In re the Estate of Fotiades

In a proceeding, inter alia, in effect, to invalidate two deeds, David Bart Moskoff appeals from (1) an order of the Surrogate’s Court, Suffolk County (Braslow, S.), dated June 23, 2004, which denied his motion to vacate a decree and warrant of eviction of the same court entered October 11, 2002 and October 30, 2002, respectively, and (2) an order of the same court, also dated June 23, 2004, which granted the petitioner’s motion to vacate á stay imposed on March 18, 2003, prohibiting the disposition of the subject real property pending determination of an appeal by his wife from the decree and warrant of eviction.

Ordered that the appeal from the order granting the petitioner’s motion is dismissed, as the appellant is not aggrieved by that order (see CPLR 5511); and it is further,

Ordered that the order denying the motion is affirmed; and it is further,

Ordered that one bill of costs is awarded to the petitioner.

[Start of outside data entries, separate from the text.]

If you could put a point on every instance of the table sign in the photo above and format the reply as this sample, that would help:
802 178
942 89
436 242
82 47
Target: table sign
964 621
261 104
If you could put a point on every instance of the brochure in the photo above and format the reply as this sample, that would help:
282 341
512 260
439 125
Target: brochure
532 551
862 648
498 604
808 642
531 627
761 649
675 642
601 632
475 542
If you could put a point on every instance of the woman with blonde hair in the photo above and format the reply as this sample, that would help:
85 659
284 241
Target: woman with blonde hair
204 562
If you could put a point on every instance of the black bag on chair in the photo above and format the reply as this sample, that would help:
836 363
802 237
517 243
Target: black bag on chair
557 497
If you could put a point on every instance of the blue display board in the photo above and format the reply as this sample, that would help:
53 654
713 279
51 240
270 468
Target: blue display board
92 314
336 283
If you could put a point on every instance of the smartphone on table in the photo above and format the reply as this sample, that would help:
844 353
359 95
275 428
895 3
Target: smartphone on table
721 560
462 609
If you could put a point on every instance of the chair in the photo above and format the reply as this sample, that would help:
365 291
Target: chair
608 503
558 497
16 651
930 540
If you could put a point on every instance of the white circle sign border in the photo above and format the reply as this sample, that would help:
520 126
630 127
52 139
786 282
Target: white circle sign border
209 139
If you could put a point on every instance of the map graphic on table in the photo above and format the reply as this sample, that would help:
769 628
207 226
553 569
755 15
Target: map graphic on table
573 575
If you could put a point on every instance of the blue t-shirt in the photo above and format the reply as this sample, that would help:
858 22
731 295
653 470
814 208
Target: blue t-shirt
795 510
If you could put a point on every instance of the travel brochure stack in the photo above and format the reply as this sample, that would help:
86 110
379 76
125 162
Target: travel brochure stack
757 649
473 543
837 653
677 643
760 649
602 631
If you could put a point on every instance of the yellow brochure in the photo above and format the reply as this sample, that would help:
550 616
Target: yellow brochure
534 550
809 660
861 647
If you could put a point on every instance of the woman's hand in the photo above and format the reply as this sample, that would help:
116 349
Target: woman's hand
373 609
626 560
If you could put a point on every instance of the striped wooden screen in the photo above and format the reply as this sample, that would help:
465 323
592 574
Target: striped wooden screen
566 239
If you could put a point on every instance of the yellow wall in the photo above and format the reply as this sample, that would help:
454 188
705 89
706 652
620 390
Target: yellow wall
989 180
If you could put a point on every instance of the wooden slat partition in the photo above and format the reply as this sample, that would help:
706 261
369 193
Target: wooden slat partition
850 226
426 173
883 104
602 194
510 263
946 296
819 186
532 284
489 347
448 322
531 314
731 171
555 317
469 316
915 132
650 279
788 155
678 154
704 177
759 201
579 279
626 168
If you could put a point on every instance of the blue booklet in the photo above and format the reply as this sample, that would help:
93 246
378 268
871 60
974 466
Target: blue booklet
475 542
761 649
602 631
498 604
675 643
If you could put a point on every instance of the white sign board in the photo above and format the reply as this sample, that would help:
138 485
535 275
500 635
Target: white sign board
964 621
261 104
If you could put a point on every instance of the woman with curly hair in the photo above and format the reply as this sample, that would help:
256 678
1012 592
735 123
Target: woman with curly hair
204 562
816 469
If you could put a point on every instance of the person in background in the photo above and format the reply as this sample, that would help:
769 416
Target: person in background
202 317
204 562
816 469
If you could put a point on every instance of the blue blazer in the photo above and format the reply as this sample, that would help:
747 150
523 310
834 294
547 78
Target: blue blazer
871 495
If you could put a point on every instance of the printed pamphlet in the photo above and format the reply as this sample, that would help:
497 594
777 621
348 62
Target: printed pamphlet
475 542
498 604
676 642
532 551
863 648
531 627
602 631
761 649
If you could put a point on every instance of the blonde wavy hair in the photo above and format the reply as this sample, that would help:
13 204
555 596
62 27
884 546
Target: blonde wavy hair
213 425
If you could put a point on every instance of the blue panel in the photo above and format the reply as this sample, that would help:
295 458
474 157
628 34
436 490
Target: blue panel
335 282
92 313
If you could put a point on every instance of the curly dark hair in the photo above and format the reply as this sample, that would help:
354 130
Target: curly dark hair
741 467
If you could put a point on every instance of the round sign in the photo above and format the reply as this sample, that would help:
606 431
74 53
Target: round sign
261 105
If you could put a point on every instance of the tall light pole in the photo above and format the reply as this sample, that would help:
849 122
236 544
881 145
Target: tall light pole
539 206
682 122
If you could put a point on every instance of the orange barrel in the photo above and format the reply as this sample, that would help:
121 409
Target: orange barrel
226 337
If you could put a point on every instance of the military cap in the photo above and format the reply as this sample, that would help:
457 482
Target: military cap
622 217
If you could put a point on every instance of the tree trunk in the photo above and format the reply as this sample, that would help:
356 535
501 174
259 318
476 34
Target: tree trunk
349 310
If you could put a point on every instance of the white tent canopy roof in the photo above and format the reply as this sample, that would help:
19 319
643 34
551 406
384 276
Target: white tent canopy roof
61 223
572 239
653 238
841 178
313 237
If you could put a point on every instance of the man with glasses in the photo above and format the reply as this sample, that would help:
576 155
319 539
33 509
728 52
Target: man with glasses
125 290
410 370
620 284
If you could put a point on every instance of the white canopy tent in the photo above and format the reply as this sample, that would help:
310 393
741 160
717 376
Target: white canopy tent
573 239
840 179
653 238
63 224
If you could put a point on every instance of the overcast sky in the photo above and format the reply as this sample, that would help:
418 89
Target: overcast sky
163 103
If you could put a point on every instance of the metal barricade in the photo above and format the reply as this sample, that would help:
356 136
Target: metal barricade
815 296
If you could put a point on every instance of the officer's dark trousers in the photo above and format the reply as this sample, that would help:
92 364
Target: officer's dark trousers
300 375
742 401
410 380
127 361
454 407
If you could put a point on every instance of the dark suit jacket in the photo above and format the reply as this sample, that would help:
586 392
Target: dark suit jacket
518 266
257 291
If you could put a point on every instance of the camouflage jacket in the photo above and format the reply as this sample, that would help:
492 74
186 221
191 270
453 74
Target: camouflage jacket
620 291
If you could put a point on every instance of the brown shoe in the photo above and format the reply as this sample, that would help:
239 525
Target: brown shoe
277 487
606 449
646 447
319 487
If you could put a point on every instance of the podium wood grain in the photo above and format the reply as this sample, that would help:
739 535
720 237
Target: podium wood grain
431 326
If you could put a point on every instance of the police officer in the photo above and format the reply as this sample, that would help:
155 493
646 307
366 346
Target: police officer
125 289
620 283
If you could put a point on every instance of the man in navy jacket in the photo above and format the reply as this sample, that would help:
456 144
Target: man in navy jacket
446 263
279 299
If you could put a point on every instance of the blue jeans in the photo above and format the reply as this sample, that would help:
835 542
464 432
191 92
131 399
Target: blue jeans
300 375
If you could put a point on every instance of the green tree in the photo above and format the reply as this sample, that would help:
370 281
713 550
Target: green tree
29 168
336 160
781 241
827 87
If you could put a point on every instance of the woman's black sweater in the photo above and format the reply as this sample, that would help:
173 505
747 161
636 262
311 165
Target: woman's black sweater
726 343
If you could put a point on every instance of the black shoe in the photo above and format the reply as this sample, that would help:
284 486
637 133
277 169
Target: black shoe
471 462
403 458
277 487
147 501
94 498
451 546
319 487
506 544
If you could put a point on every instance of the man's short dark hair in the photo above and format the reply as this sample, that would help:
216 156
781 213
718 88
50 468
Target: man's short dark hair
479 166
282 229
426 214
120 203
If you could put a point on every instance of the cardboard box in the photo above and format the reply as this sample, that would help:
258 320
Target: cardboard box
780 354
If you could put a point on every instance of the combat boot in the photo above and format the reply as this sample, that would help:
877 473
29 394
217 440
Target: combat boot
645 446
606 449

The Surrogate’s Court properly denied the appellant’s motion, but on different grounds from those stated in the order appealed from. The appellant was neither a named nor an interested party to the proceeding, which was unopposed, to vacate the deeds and declare the subject property an asset of the decedent’s estate. Accordingly, his motion should have been denied on the ground that he lacked standing to bring it (see CPLR 3211 [a]; 5015 [a]; Kraker v Roll, 100 AD2d 424 [1984]; Lee v Wiegand, 28 AD2d 560, 561 [1967]). Furthermore, by failing to move for leave to intervene prior to the hearing on the petition, though the record shows that he had notice of the proceeding at least three months earlier, the appellant effectively waived any right he may have had to participate in the litigation (see NYCTL 1996-1 Trust v King, 304 AD2d 629, 631 [2003]; Vacco v Herrera, 247 AD2d 608, 609 [1998]). Krausman, J.P., Luciano, Spolzino and Lifson, JJ., concur.